Contos, romances, poesias são reescritos muitas vezes, lidos por amigos, compartilhados aos pedaços. Meu livro Testemunho Ocular foi lido por uma dezena de cúmplices antes de ser publicado, em especial os escritores do coletivo Discórdia, do qual faço parte. Eles comentaram os textos, sugeriram mudanças, compartilharam impressões de leitura. Alguns contos do livro vinham sendo reescritos há anos, outros eram recentes.

Meu primeiro romance, que deve ser publicado em 2019, teve sua versão inicial escrita dez anos atrás, e desde então foi reescrito uma porção de vezes. Já foi lido por vários amigos, algumas versões foram inclusive premiadas, mas só agora estou prosseguindo com a publicação.

A vontade de publicar logo e me livrar do texto é imensa. Ainda bem que outras tarefas me ajudam a controlá-la. Enquanto isso o livro fica se rebelando dentro da gaveta.

7. Como é sua relação com a tecnologia? Você escreve seus primeiros rascunhos à mão ou no computador?

Sempre gostei de escrever as primeiras versões à mão e só depois digitá-las. O manuscrito é mais lento, e esse tempo colabora com o pensamento. Sem contar que é muito mais fácil desenhar setas no papel, rabiscar, tracejar etc. É uma artesania que depois ganha outros contornos quando passa ao computador. Essa fase seguinte privilegia o ritmo, a técnica, a revisão.

Neste ano de 2018 estou integrando o Núcleo de Dramaturgia do SESI - British Council. Entrei ali com a proposta de experimentar modos diferentes de fazer. Tenho escrito as peças diretamente no computador. É um processo estranho, com prós e contras que ainda estou avaliando. Tem sido uma boa oportunidade para tentar e errar.

8. De onde vêm suas ideias? Há um conjunto de hábitos que você cultiva para se manter criativo?

As ideias vêm do mundo. Elas ganham forma escrita e recaem no mundo. É ingenuidade pensar que têm origem na “profundidade do ser”, no “interior obscuro”, nesses lugares de teor expressionista. O mundo nos atravessa e, com sorte, conseguimos sustentar uma ideia ou outra, quase como uma peneira a sustentar uma pedra maior, que não poderia atravessá-la sem provocar um rombo.
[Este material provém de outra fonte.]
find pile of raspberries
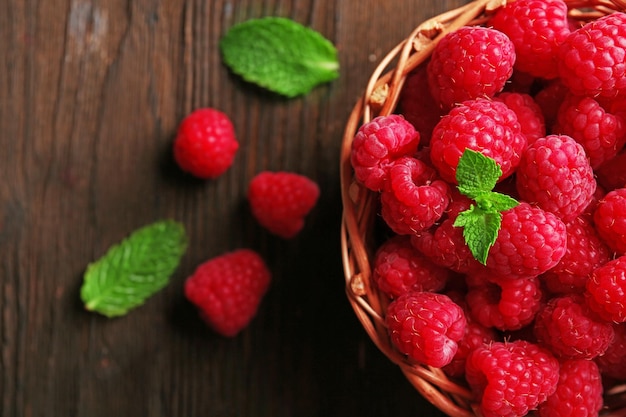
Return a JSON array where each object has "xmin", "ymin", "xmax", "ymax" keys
[{"xmin": 350, "ymin": 0, "xmax": 626, "ymax": 417}]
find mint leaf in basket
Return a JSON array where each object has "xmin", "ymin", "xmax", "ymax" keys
[
  {"xmin": 220, "ymin": 17, "xmax": 339, "ymax": 98},
  {"xmin": 80, "ymin": 220, "xmax": 187, "ymax": 317},
  {"xmin": 454, "ymin": 149, "xmax": 518, "ymax": 265}
]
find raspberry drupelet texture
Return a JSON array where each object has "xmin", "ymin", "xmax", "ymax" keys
[
  {"xmin": 534, "ymin": 294, "xmax": 613, "ymax": 359},
  {"xmin": 427, "ymin": 26, "xmax": 515, "ymax": 110},
  {"xmin": 385, "ymin": 292, "xmax": 466, "ymax": 368},
  {"xmin": 372, "ymin": 235, "xmax": 449, "ymax": 298},
  {"xmin": 184, "ymin": 249, "xmax": 271, "ymax": 337},
  {"xmin": 489, "ymin": 0, "xmax": 570, "ymax": 79},
  {"xmin": 430, "ymin": 99, "xmax": 527, "ymax": 184},
  {"xmin": 174, "ymin": 108, "xmax": 239, "ymax": 179},
  {"xmin": 350, "ymin": 114, "xmax": 420, "ymax": 191},
  {"xmin": 516, "ymin": 135, "xmax": 596, "ymax": 222},
  {"xmin": 537, "ymin": 359, "xmax": 603, "ymax": 417},
  {"xmin": 465, "ymin": 340, "xmax": 560, "ymax": 417},
  {"xmin": 248, "ymin": 171, "xmax": 320, "ymax": 239},
  {"xmin": 559, "ymin": 12, "xmax": 626, "ymax": 97}
]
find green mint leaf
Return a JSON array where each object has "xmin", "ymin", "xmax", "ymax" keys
[
  {"xmin": 454, "ymin": 205, "xmax": 502, "ymax": 265},
  {"xmin": 219, "ymin": 17, "xmax": 339, "ymax": 98},
  {"xmin": 80, "ymin": 220, "xmax": 187, "ymax": 317},
  {"xmin": 456, "ymin": 149, "xmax": 502, "ymax": 198}
]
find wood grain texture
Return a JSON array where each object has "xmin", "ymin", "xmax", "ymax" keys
[{"xmin": 0, "ymin": 0, "xmax": 465, "ymax": 417}]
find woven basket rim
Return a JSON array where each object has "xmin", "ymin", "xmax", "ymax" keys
[{"xmin": 340, "ymin": 0, "xmax": 626, "ymax": 417}]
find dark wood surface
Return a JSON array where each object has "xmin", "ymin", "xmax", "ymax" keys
[{"xmin": 0, "ymin": 0, "xmax": 465, "ymax": 417}]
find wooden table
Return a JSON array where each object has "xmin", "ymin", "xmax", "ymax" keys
[{"xmin": 0, "ymin": 0, "xmax": 465, "ymax": 417}]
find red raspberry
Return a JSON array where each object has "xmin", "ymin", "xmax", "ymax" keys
[
  {"xmin": 174, "ymin": 108, "xmax": 239, "ymax": 179},
  {"xmin": 541, "ymin": 216, "xmax": 611, "ymax": 294},
  {"xmin": 465, "ymin": 340, "xmax": 559, "ymax": 417},
  {"xmin": 372, "ymin": 235, "xmax": 449, "ymax": 298},
  {"xmin": 486, "ymin": 202, "xmax": 567, "ymax": 279},
  {"xmin": 538, "ymin": 359, "xmax": 603, "ymax": 417},
  {"xmin": 489, "ymin": 0, "xmax": 570, "ymax": 79},
  {"xmin": 350, "ymin": 114, "xmax": 420, "ymax": 191},
  {"xmin": 180, "ymin": 249, "xmax": 271, "ymax": 337},
  {"xmin": 248, "ymin": 171, "xmax": 320, "ymax": 239},
  {"xmin": 426, "ymin": 26, "xmax": 515, "ymax": 109},
  {"xmin": 430, "ymin": 99, "xmax": 527, "ymax": 184},
  {"xmin": 552, "ymin": 94, "xmax": 626, "ymax": 169},
  {"xmin": 559, "ymin": 12, "xmax": 626, "ymax": 97},
  {"xmin": 593, "ymin": 188, "xmax": 626, "ymax": 254},
  {"xmin": 380, "ymin": 157, "xmax": 450, "ymax": 235},
  {"xmin": 516, "ymin": 135, "xmax": 596, "ymax": 221},
  {"xmin": 586, "ymin": 255, "xmax": 626, "ymax": 323},
  {"xmin": 534, "ymin": 294, "xmax": 613, "ymax": 359},
  {"xmin": 385, "ymin": 292, "xmax": 466, "ymax": 368}
]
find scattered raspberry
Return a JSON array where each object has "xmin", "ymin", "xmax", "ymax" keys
[
  {"xmin": 516, "ymin": 135, "xmax": 596, "ymax": 221},
  {"xmin": 180, "ymin": 249, "xmax": 271, "ymax": 337},
  {"xmin": 248, "ymin": 171, "xmax": 320, "ymax": 239},
  {"xmin": 538, "ymin": 359, "xmax": 603, "ymax": 417},
  {"xmin": 534, "ymin": 294, "xmax": 613, "ymax": 359},
  {"xmin": 430, "ymin": 99, "xmax": 527, "ymax": 184},
  {"xmin": 380, "ymin": 157, "xmax": 450, "ymax": 235},
  {"xmin": 372, "ymin": 235, "xmax": 449, "ymax": 298},
  {"xmin": 350, "ymin": 114, "xmax": 420, "ymax": 191},
  {"xmin": 385, "ymin": 292, "xmax": 466, "ymax": 368},
  {"xmin": 489, "ymin": 0, "xmax": 570, "ymax": 79},
  {"xmin": 593, "ymin": 188, "xmax": 626, "ymax": 254},
  {"xmin": 465, "ymin": 340, "xmax": 559, "ymax": 417},
  {"xmin": 174, "ymin": 108, "xmax": 239, "ymax": 179},
  {"xmin": 586, "ymin": 255, "xmax": 626, "ymax": 323},
  {"xmin": 541, "ymin": 216, "xmax": 611, "ymax": 294},
  {"xmin": 559, "ymin": 12, "xmax": 626, "ymax": 97},
  {"xmin": 427, "ymin": 26, "xmax": 515, "ymax": 109}
]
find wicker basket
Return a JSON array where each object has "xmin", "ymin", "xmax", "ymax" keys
[{"xmin": 340, "ymin": 0, "xmax": 626, "ymax": 417}]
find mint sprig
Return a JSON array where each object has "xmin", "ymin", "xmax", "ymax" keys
[
  {"xmin": 454, "ymin": 149, "xmax": 519, "ymax": 265},
  {"xmin": 219, "ymin": 17, "xmax": 339, "ymax": 98},
  {"xmin": 80, "ymin": 220, "xmax": 187, "ymax": 317}
]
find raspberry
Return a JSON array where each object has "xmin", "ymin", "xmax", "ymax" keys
[
  {"xmin": 385, "ymin": 292, "xmax": 466, "ymax": 368},
  {"xmin": 593, "ymin": 188, "xmax": 626, "ymax": 254},
  {"xmin": 534, "ymin": 294, "xmax": 613, "ymax": 359},
  {"xmin": 184, "ymin": 249, "xmax": 271, "ymax": 337},
  {"xmin": 552, "ymin": 94, "xmax": 626, "ymax": 169},
  {"xmin": 486, "ymin": 202, "xmax": 567, "ymax": 279},
  {"xmin": 465, "ymin": 340, "xmax": 559, "ymax": 417},
  {"xmin": 174, "ymin": 108, "xmax": 239, "ymax": 179},
  {"xmin": 586, "ymin": 255, "xmax": 626, "ymax": 323},
  {"xmin": 350, "ymin": 114, "xmax": 420, "ymax": 191},
  {"xmin": 559, "ymin": 12, "xmax": 626, "ymax": 97},
  {"xmin": 538, "ymin": 359, "xmax": 603, "ymax": 417},
  {"xmin": 248, "ymin": 171, "xmax": 320, "ymax": 239},
  {"xmin": 541, "ymin": 216, "xmax": 611, "ymax": 294},
  {"xmin": 380, "ymin": 157, "xmax": 450, "ymax": 235},
  {"xmin": 430, "ymin": 99, "xmax": 527, "ymax": 184},
  {"xmin": 372, "ymin": 235, "xmax": 449, "ymax": 298},
  {"xmin": 516, "ymin": 135, "xmax": 596, "ymax": 221},
  {"xmin": 489, "ymin": 0, "xmax": 570, "ymax": 79},
  {"xmin": 426, "ymin": 26, "xmax": 515, "ymax": 109}
]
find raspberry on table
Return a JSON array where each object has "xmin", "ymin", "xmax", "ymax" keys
[
  {"xmin": 385, "ymin": 291, "xmax": 466, "ymax": 368},
  {"xmin": 426, "ymin": 26, "xmax": 515, "ymax": 110},
  {"xmin": 173, "ymin": 108, "xmax": 239, "ymax": 179},
  {"xmin": 350, "ymin": 114, "xmax": 420, "ymax": 191},
  {"xmin": 248, "ymin": 171, "xmax": 320, "ymax": 239},
  {"xmin": 534, "ymin": 294, "xmax": 614, "ymax": 359},
  {"xmin": 184, "ymin": 248, "xmax": 271, "ymax": 337},
  {"xmin": 465, "ymin": 340, "xmax": 560, "ymax": 417},
  {"xmin": 516, "ymin": 135, "xmax": 596, "ymax": 222},
  {"xmin": 537, "ymin": 359, "xmax": 604, "ymax": 417},
  {"xmin": 372, "ymin": 235, "xmax": 449, "ymax": 298}
]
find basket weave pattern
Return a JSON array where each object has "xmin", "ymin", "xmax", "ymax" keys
[{"xmin": 340, "ymin": 0, "xmax": 626, "ymax": 417}]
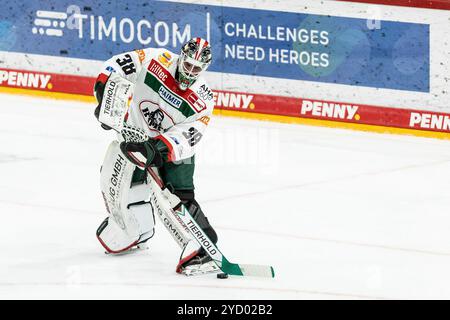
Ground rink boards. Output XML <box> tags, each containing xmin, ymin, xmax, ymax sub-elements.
<box><xmin>0</xmin><ymin>0</ymin><xmax>450</xmax><ymax>138</ymax></box>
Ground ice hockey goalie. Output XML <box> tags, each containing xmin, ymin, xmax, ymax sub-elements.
<box><xmin>94</xmin><ymin>38</ymin><xmax>221</xmax><ymax>273</ymax></box>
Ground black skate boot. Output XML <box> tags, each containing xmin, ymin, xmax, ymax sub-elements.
<box><xmin>176</xmin><ymin>249</ymin><xmax>220</xmax><ymax>276</ymax></box>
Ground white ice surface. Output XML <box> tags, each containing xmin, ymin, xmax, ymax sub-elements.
<box><xmin>0</xmin><ymin>94</ymin><xmax>450</xmax><ymax>299</ymax></box>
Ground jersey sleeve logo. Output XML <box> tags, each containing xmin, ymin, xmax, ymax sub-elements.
<box><xmin>135</xmin><ymin>49</ymin><xmax>145</xmax><ymax>64</ymax></box>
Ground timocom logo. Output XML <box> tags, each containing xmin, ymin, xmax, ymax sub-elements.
<box><xmin>31</xmin><ymin>10</ymin><xmax>67</xmax><ymax>37</ymax></box>
<box><xmin>409</xmin><ymin>112</ymin><xmax>450</xmax><ymax>131</ymax></box>
<box><xmin>0</xmin><ymin>70</ymin><xmax>53</xmax><ymax>89</ymax></box>
<box><xmin>300</xmin><ymin>100</ymin><xmax>361</xmax><ymax>120</ymax></box>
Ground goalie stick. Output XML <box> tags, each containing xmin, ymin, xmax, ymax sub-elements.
<box><xmin>121</xmin><ymin>123</ymin><xmax>275</xmax><ymax>278</ymax></box>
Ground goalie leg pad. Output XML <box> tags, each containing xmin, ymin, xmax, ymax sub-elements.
<box><xmin>97</xmin><ymin>141</ymin><xmax>155</xmax><ymax>253</ymax></box>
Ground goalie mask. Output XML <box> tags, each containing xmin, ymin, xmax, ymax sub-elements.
<box><xmin>177</xmin><ymin>38</ymin><xmax>212</xmax><ymax>90</ymax></box>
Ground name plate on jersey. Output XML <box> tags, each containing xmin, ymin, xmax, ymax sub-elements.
<box><xmin>98</xmin><ymin>73</ymin><xmax>134</xmax><ymax>132</ymax></box>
Os hábitos que cultivo são todos relacionados a manter essa abertura na relação com o outro. Leio sobre assuntos variados, interesso-me pelas demais artes, prefiro caminhar entre as pessoas a dirigir minha bolha espacial. Gosto de ouvir histórias.
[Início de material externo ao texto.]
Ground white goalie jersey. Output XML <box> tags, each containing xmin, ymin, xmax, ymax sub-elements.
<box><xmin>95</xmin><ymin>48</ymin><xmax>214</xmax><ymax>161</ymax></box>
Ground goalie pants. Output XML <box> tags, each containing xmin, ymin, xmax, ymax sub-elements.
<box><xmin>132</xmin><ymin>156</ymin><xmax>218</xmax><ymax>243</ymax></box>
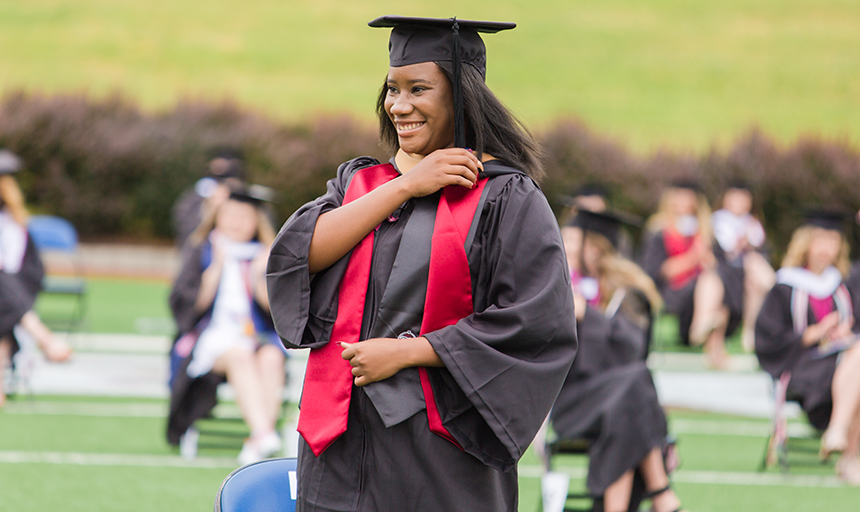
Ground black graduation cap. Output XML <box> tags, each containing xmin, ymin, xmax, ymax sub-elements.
<box><xmin>368</xmin><ymin>16</ymin><xmax>517</xmax><ymax>148</ymax></box>
<box><xmin>0</xmin><ymin>149</ymin><xmax>22</xmax><ymax>176</ymax></box>
<box><xmin>569</xmin><ymin>210</ymin><xmax>642</xmax><ymax>247</ymax></box>
<box><xmin>230</xmin><ymin>185</ymin><xmax>275</xmax><ymax>206</ymax></box>
<box><xmin>803</xmin><ymin>208</ymin><xmax>850</xmax><ymax>231</ymax></box>
<box><xmin>669</xmin><ymin>178</ymin><xmax>702</xmax><ymax>194</ymax></box>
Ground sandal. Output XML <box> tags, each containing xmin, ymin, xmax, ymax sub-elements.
<box><xmin>645</xmin><ymin>484</ymin><xmax>684</xmax><ymax>512</ymax></box>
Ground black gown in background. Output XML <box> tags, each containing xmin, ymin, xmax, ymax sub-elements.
<box><xmin>755</xmin><ymin>283</ymin><xmax>860</xmax><ymax>430</ymax></box>
<box><xmin>641</xmin><ymin>231</ymin><xmax>744</xmax><ymax>345</ymax></box>
<box><xmin>268</xmin><ymin>158</ymin><xmax>576</xmax><ymax>512</ymax></box>
<box><xmin>550</xmin><ymin>290</ymin><xmax>667</xmax><ymax>510</ymax></box>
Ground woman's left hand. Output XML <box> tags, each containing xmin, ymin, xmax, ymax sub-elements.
<box><xmin>340</xmin><ymin>338</ymin><xmax>411</xmax><ymax>386</ymax></box>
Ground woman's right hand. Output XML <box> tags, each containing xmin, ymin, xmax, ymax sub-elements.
<box><xmin>400</xmin><ymin>148</ymin><xmax>484</xmax><ymax>197</ymax></box>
9. O que você acha que mudou no seu processo de escrita ao longo dos anos? O que você diria a si mesmo se pudesse voltar à escrita de seus primeiros textos?
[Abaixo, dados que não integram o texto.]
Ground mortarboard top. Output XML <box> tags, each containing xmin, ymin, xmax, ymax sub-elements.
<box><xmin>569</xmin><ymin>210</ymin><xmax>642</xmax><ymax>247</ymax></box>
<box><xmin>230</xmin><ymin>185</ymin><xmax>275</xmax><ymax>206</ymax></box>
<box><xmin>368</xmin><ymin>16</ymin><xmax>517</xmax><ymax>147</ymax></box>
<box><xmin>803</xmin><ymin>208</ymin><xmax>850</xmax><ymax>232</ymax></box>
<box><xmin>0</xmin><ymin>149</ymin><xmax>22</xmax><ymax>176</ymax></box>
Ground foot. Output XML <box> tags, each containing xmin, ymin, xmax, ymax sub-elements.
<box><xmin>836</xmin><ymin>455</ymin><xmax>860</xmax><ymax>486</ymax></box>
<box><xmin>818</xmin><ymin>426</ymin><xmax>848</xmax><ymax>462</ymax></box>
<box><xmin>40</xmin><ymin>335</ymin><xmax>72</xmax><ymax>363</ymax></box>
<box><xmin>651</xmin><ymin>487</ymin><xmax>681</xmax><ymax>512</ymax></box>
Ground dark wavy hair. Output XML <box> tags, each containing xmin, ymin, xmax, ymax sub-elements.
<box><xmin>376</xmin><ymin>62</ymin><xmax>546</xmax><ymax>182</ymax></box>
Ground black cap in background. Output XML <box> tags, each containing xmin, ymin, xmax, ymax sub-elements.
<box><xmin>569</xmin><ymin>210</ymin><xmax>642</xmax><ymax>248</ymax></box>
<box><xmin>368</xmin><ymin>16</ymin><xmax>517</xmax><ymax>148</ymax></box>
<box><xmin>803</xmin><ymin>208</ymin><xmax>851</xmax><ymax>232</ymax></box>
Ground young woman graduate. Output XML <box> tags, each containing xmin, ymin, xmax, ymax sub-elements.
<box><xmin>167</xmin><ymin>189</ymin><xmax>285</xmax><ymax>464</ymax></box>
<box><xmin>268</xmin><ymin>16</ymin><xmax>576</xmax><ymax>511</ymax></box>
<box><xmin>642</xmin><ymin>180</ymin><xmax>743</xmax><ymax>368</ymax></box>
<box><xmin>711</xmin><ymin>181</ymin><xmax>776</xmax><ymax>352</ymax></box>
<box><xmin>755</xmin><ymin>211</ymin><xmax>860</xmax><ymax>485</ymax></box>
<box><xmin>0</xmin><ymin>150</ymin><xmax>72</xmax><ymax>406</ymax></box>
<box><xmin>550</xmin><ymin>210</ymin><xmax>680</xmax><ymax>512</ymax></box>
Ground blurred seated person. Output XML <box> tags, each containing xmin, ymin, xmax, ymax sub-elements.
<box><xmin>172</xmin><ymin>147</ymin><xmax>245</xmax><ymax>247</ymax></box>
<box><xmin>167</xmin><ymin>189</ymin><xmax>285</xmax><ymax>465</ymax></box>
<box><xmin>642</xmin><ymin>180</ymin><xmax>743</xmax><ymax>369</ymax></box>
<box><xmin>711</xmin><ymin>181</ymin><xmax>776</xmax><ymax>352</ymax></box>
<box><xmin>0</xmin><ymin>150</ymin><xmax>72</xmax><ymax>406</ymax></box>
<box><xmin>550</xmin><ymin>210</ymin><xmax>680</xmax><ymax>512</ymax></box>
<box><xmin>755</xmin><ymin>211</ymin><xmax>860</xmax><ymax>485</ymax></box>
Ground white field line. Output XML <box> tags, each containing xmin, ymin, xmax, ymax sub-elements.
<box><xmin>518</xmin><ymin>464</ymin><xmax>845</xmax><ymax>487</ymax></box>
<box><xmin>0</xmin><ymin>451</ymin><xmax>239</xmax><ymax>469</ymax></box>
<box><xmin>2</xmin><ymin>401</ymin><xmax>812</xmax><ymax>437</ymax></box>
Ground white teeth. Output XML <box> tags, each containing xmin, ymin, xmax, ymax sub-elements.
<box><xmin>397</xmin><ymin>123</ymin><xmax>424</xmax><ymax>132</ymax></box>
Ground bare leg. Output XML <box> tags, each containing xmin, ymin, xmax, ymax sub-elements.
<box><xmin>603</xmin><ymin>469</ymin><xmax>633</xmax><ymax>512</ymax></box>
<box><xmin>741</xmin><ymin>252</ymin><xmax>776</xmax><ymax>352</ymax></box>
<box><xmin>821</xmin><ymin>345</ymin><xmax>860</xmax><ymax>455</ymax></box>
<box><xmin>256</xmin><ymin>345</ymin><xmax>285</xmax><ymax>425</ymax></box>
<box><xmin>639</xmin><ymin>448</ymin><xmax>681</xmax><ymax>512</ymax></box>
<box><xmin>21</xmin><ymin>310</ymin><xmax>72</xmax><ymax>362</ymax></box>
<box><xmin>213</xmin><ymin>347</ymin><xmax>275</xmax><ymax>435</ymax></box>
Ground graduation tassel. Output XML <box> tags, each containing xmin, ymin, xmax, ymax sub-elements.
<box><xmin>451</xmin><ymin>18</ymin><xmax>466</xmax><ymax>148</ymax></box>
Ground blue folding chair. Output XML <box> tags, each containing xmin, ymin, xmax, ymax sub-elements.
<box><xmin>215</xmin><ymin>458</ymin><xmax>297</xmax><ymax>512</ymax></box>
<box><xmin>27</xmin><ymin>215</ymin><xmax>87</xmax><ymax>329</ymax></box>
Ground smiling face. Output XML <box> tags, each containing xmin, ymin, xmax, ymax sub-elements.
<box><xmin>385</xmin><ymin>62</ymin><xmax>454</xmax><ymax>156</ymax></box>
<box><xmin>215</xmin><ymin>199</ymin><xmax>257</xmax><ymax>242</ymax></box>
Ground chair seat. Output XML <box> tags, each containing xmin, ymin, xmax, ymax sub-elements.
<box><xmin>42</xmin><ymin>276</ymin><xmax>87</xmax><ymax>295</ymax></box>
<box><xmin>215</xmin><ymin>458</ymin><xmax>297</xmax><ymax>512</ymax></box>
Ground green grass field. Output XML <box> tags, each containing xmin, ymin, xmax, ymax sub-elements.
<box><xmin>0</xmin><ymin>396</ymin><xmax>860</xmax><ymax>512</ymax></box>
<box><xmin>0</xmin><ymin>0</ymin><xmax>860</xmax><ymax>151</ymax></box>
Com muito esforço fui desconstruindo algumas idealizações e apurando o senso crítico em relação às criações. Aprendi técnicas de escrever, revisar e apreciar. Mas principalmente quis conhecer melhor as potências estéticas e políticas das artes, suas relações com as pessoas, as organizações sociais, os regimes de ver, pensar e dizer. Ainda há tanto para aprender!

Se pudesse voltar àqueles escritos antigos, eu diria para não deixarem a satisfação durar tempo demais. É vital que um texto satisfaça seu autor porque ninguém consegue sobreviver em constante frustração. Mas a satisfação precisa ruir para assinalar um movimento. Não se trata de evolução, mas de pulsação; não se trata de fazer melhor numa escala qualitativa trazida de fora, mas de fazer de um jeito que renove o próprio fôlego, os pensamentos, os interesses. Se um texto antigo ainda me satisfaz, alguma coisa em mim não saiu do lugar desde que o escrevi, e isso é perigoso.

10. Que projeto você gostaria de fazer, mas ainda não começou? Que livro você gostaria de ler e ele ainda não existe?

Difícil identificar quais projetos ainda quero fazer, mas de alguma maneira eles já foram iniciados. A pesquisa e a criação precedem o projeto, que vem apenas dar forma a elas.

Nos próximos anos pretendo lançar um estudo sobre a Estruturação do Self, trabalho derradeiro da artista Lygia Clark, que comecei a pesquisar durante o mestrado. É uma proposta instigante que inventou um lugar entre a arte e a clínica, e que infelizmente é pouco conhecida. Passados vários anos das minhas primeiras investigações, sua obra ainda pulsa.

Eu gostaria de ler um livro que provocasse em mim um corte radical, como os cortes que Lucio Fontana fazia em suas telas. Será que ainda não existe? Deve estar por aí, eu é que preciso encontrá-lo.